For a moment, she couldn’t speak. When she did, her voice was barely there. “A little.”
“All those piano lessons. So many. You must play me some of those pieces you learned.”
He observed the way she stared at him, as if he was being shocking. As if he was doing something outrageous. The way she so often looked at him, saying nothing, from her high goddess pedestal, up in the stratosphere somewhere. When all he wanted was for her to step down and reach out to him. He wanted her to burn with shame and come to him, soft and humble, and hold him. Why couldn’t she understand? She was the villain here. Why did she always make it all his fault? His head was still pounding. Why had she let him drink so much? Had she known what would happen next?
She took out her earbuds. The silence enfolded them like a shroud as she worked out what to say.

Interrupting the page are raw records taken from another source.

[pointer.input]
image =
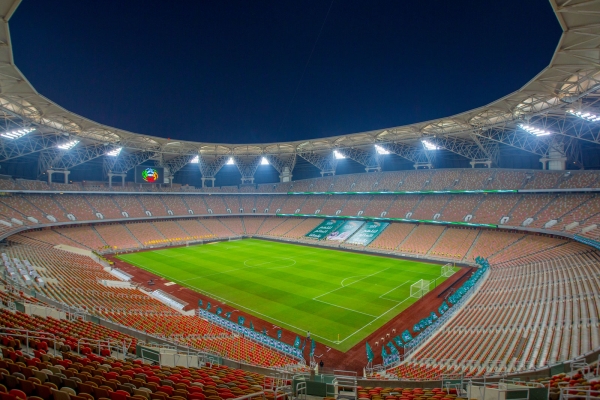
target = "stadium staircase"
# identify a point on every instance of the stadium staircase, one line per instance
(132, 235)
(468, 252)
(182, 228)
(99, 236)
(406, 238)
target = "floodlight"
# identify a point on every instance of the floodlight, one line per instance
(16, 133)
(115, 152)
(338, 155)
(69, 145)
(428, 145)
(587, 116)
(381, 150)
(534, 131)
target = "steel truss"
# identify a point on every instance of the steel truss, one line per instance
(126, 161)
(369, 158)
(247, 165)
(59, 159)
(326, 163)
(209, 166)
(420, 156)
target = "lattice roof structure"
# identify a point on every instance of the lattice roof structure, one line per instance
(556, 102)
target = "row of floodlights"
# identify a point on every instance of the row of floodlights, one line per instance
(16, 133)
(19, 133)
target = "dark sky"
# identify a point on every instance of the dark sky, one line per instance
(227, 71)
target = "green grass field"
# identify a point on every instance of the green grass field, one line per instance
(300, 288)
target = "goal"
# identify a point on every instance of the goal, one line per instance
(448, 270)
(419, 288)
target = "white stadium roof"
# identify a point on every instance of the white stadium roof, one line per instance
(549, 115)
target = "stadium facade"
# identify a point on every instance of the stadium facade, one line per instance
(530, 302)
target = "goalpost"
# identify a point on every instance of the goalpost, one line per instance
(419, 288)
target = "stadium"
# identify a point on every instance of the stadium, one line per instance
(409, 278)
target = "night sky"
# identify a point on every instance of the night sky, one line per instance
(264, 71)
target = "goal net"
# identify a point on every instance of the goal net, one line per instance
(419, 288)
(448, 270)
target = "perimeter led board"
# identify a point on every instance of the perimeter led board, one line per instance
(146, 174)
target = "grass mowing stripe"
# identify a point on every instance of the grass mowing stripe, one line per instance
(326, 291)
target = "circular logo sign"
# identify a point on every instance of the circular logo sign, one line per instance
(150, 175)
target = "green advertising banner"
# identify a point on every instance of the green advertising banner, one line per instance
(368, 233)
(361, 218)
(324, 229)
(344, 231)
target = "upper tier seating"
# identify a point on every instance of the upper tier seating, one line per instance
(525, 315)
(421, 239)
(454, 243)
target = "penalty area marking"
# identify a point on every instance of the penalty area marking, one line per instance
(268, 317)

“I will play you something,” she mumbled at last. “When we get home.” Tears threatened to spill from those heavenly, glistening eyes, but she held them in.
She was made of ice, he thought. But one day he would melt her.
At the castle, the Queen tried vainly to distract herself from thoughts of the poor misguided young man in the cupboard. She had spent the afternoon with her racing manager, going through her upcoming entries at Ascot. With the public safely shooed off the premises, she was on her way to inspect one of the tapestries in the Grand Reception Room, which was due for minor restoration, when a warder intercepted her to say Sir Simon needed to see her urgently.
“Did he say why?”
The warder tapped his two-way radio. “He said to tell you there’s been a development, ma’am,” he said impassively. She approved of his lack of curiosity. The last thing one needed was staff who practically nodded and winked as they passed on news. Such people never lasted long.